At midnight on Saturday, the National Security Agency ended one of its most notorious spying programs. This is only a tiny victory. The NSA’s sprawling, inefficient surveillance apparatus is still a privacy threat.
The bulk phone records collection program was banned in the USA Freedom Act, a law that curbed some domestic spying. This program allowed the NSA to collect metadata from American citizens’ calls en masse. Now, instead of collecting phone metadata in an expansive dragnet, the USA Freedom Act requires the NSA to first make a “specific query,” like a name, or a device number.
The USA Freedom Act didn’t make sweeping reforms. It nipped one program and left most others intact. The NSA stopped this particular program at the last possible moment because it would’ve broken the law by keeping it running a second longer—and it stopped knowing that it had plenty of other options for warrantless spying.
Remember PRISM? The clandestine internet-spying program where the NSA bulk collected internet communications from companies like Google, Apple, and Facebook? The one even a Republican Congressman who championed the Patriot Act called “more than the Patriot Act allows?”
PRISM gives the NSA access to a vast amount of data, from records of Skype calls and Gchat logs to unflattering unposted selfies. The only filter the agency uses to make sure it isn’t illegally spying on people within the US is asking an analyst if they’re 51 percent confident that the surveilled person is outside the US.

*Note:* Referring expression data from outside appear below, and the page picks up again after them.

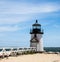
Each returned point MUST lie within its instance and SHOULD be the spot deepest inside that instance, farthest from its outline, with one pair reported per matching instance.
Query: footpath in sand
(33, 58)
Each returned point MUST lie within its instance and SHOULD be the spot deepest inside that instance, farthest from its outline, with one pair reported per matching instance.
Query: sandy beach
(33, 58)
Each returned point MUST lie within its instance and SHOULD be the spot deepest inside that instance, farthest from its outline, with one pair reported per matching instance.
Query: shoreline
(38, 57)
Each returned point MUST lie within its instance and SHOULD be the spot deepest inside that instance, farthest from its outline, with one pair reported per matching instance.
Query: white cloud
(8, 28)
(28, 8)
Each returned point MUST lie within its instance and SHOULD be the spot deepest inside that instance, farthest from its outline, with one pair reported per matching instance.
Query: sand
(33, 58)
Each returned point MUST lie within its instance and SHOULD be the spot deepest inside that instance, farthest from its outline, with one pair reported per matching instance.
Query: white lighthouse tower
(36, 37)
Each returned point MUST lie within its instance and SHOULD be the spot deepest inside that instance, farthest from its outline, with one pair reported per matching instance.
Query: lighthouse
(36, 37)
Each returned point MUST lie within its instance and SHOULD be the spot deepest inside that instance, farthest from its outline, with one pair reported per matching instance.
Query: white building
(36, 37)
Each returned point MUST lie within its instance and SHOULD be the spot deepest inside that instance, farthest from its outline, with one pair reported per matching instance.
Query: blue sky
(17, 17)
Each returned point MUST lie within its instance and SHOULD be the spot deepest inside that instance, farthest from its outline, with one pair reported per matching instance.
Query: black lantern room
(36, 28)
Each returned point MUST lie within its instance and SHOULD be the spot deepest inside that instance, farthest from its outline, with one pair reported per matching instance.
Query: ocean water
(53, 49)
(47, 49)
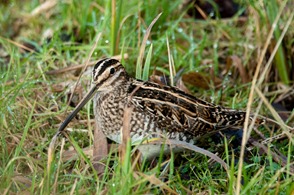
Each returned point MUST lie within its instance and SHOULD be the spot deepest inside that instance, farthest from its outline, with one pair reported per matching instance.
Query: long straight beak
(87, 97)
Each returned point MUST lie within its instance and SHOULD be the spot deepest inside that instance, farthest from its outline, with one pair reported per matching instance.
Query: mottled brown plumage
(157, 110)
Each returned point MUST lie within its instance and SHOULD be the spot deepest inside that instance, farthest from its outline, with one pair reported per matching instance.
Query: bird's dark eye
(112, 70)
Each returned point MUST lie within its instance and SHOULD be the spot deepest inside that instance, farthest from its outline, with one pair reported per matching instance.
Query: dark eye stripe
(102, 65)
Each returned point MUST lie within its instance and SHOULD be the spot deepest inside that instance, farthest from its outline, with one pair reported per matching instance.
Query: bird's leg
(100, 149)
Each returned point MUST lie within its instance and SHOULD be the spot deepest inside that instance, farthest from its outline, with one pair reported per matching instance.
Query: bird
(157, 110)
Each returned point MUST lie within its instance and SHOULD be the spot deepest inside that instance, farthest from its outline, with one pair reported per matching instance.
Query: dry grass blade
(246, 132)
(44, 7)
(273, 53)
(286, 129)
(86, 64)
(157, 182)
(170, 64)
(18, 45)
(142, 48)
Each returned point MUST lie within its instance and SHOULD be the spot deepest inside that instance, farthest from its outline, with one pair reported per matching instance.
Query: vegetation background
(242, 61)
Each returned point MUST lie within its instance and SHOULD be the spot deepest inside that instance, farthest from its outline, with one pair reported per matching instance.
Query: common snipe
(157, 110)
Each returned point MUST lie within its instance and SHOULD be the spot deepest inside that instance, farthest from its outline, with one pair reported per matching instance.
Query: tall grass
(33, 103)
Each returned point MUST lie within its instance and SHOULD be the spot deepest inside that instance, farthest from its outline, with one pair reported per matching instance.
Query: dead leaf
(199, 80)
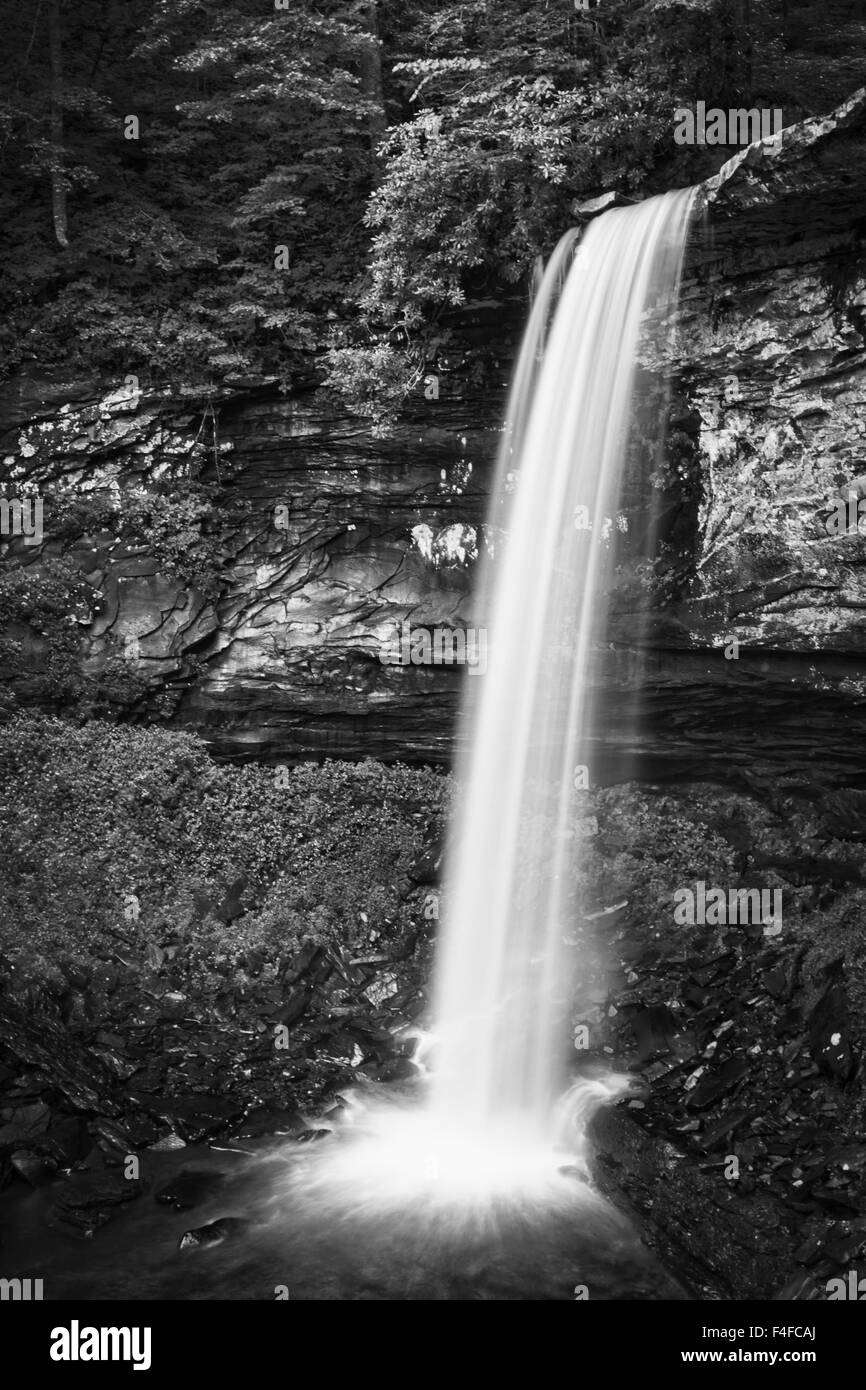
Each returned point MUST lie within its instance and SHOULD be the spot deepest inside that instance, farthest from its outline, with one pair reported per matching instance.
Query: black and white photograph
(433, 670)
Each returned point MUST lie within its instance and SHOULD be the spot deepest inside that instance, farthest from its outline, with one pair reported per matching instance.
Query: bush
(93, 816)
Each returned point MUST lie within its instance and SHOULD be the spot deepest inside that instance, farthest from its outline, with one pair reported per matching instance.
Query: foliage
(259, 129)
(93, 815)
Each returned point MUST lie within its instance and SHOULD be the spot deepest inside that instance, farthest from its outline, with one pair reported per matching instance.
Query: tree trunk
(59, 185)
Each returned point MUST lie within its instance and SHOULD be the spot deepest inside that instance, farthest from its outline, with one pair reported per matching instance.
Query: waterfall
(502, 977)
(498, 1127)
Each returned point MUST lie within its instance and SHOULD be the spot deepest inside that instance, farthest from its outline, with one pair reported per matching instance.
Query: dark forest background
(319, 184)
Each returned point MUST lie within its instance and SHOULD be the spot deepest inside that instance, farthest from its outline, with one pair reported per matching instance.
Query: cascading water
(496, 1130)
(501, 958)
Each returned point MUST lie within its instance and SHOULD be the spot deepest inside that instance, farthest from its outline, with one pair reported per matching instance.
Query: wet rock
(722, 1244)
(47, 1048)
(270, 1121)
(85, 1203)
(191, 1116)
(427, 868)
(228, 1228)
(830, 1033)
(67, 1140)
(801, 1287)
(295, 1007)
(35, 1171)
(655, 1029)
(167, 1143)
(21, 1123)
(191, 1187)
(719, 1083)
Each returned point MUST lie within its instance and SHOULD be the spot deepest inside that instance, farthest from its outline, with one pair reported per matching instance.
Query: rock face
(330, 538)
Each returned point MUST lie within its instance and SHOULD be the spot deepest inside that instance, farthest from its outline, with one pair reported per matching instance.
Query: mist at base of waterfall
(357, 1216)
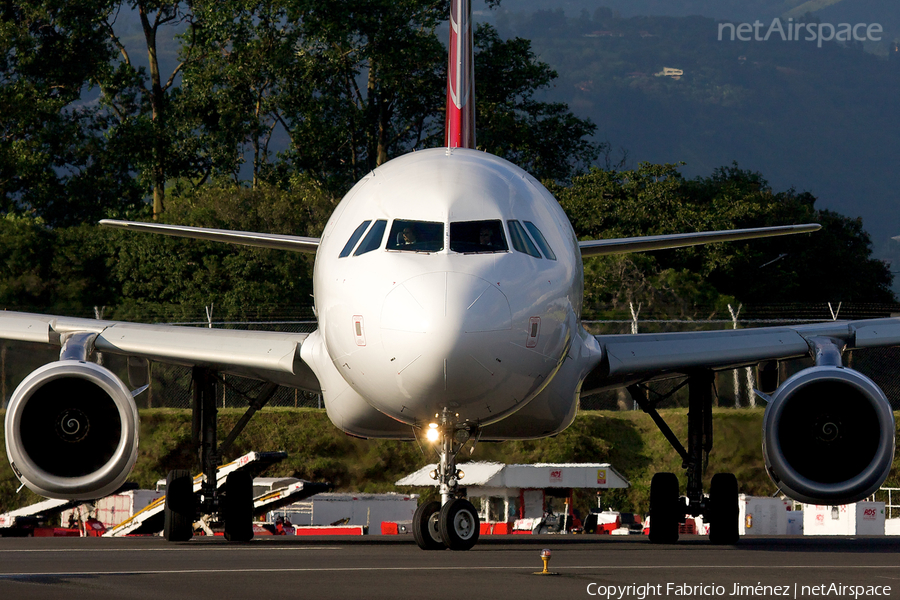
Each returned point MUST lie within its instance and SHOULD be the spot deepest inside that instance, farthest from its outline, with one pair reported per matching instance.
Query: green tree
(834, 264)
(179, 277)
(55, 158)
(543, 138)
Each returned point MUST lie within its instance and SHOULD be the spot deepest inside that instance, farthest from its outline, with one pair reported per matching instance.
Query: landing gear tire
(238, 507)
(724, 511)
(664, 509)
(180, 506)
(426, 529)
(459, 524)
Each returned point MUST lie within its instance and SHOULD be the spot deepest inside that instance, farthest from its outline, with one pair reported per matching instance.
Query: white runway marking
(424, 568)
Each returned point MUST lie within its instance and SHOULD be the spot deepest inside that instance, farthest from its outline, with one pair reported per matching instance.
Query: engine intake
(828, 436)
(72, 431)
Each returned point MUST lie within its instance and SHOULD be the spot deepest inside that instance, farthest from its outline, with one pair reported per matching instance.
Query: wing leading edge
(272, 241)
(681, 240)
(265, 355)
(628, 359)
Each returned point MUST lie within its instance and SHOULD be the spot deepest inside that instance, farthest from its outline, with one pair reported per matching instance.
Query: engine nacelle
(828, 436)
(72, 431)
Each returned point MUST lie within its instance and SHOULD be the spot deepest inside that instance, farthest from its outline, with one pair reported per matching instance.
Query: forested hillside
(272, 110)
(820, 120)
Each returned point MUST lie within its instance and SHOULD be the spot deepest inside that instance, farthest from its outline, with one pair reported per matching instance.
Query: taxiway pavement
(394, 568)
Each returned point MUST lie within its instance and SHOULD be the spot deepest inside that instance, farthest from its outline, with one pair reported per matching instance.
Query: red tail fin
(461, 78)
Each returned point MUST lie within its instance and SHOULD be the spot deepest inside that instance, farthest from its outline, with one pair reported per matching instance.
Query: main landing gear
(668, 510)
(233, 503)
(453, 522)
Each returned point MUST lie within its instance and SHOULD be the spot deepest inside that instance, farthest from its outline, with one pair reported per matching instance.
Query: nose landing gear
(453, 522)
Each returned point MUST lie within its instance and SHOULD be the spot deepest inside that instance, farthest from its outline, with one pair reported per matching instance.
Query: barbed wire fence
(171, 384)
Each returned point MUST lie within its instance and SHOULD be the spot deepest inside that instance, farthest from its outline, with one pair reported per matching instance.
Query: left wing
(273, 241)
(680, 240)
(627, 359)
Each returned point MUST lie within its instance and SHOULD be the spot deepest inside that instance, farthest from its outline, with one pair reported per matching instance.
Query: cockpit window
(520, 240)
(348, 247)
(540, 240)
(477, 236)
(416, 236)
(373, 238)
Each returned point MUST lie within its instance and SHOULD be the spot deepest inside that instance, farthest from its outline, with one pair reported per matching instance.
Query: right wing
(681, 240)
(264, 355)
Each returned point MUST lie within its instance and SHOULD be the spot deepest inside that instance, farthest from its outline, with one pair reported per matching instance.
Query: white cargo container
(862, 518)
(114, 509)
(870, 518)
(358, 509)
(760, 515)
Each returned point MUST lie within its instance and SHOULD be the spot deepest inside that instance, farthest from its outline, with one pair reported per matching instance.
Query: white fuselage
(441, 322)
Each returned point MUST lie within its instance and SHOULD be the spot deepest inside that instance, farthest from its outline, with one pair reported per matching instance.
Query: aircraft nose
(437, 327)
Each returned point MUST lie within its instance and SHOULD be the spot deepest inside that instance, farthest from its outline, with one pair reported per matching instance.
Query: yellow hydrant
(545, 556)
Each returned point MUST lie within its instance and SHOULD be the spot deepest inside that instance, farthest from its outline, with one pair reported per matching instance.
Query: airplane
(448, 288)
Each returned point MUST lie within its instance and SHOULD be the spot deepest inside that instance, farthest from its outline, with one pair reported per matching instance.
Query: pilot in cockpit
(407, 237)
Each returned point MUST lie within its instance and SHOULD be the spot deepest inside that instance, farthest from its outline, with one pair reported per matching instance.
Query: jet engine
(828, 436)
(72, 431)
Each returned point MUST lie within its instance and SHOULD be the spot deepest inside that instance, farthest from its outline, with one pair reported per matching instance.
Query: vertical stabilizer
(461, 78)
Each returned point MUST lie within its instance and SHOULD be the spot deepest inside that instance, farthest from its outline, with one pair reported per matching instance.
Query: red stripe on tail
(461, 78)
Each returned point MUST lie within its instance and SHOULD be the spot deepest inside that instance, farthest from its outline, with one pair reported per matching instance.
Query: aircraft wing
(627, 359)
(265, 355)
(273, 241)
(680, 240)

PRISM was never shut down. Somewhere in America a bunch of NSA analysts are PRISMing like Edward Snowden was a fever-dream twinkle in their spyin’ eyes.
PRISM’s not our only problem. The NSA shut down a bulk email metadata program called Stellarwind in late 2011, years after Bush Administration officials fought about its legality. But instead of not analyzing large amounts of domestic data, the NSA looked for alternate routes to it. Documents obtained by the New York Times earlier this month show that the NSA found other ways to continue to obtain and analyze domestic personal data even after it stopped Stellarwind.
One way was straight up abandoning a domestic spying rule: Before 2010, NSA analysts were only allowed to do large-scale graph analysis on foreign data. After 2010, NSA analysts could use domestic emails, texts, and other private online conversations in these graphs.
The USA Freedom Act ruined one of the NSA’s favorite justifications for its spying program by blocking it from using Section 215 of the Patriot Act, which it had used to explain its phone data collection. But it can lean on several other dubious justifications to allow sweeping surveillance.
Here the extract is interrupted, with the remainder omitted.